Wnętrza #1: Sypialniane migawki
Zdjęcia swojej sypialni pokazywałam już kilka razy, ale postanowiłam zebrać je w jeden zbiorczy wpis, który jest zarazem postem początkującym nową, mieszkaniową serię (mam nadzieję, że zmobilizuje mnie ona do wykończenia dalekowschodniego pokoju na tyle, żeby w końcu pokazać go na blogu). Nie zakładam jakiejś szczególnej regularności, poza tym stali czytelnicy znają już miejsce w którym mieszkam, muszę więc wpisy jakoś urozmaicić, żeby nikt się nie nudził, oglądając ciagle to samo :)
......
Przy urządzaniu wnętrz kieruję się jedną prostą zasadą: Raz, a dobrze!

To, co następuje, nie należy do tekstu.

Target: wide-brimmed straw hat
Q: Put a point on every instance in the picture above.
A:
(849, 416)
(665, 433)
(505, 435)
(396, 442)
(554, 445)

Znaczy to dla mnie mniej więcej tyle, że kupując coś zakładam, że kupuję to na zawsze. Staram się nie inwestować w rzeczy kiepskiej jakości i designerskie, będąc wierną raczej starym wzorcom. Krótko mówiąc, moje wnętrze ma wyglądać tak samo dobrze teraz i za dwadzieścia lat (oczywiście kryje się w tym element nudy, ale zawsze można zmienić kolor ścian i ustawienie mebli w danym pomieszczeniu).
......
Sypialnia była pierwszym pokojem, który urządziliśmy z Włóczykijem. Lubię ją, chociaż jest pastelowa i zawiera kilka elementów, kojarzących się z XVIII-wiecznym buduarem, co pewnie w przyszłości trochę zmienię (a już koniecznie przyciemnię ściany!)
Na aktualnym stoliczku nocnym królują szkatułki i pudełka z najczęściej używaną biżuterią.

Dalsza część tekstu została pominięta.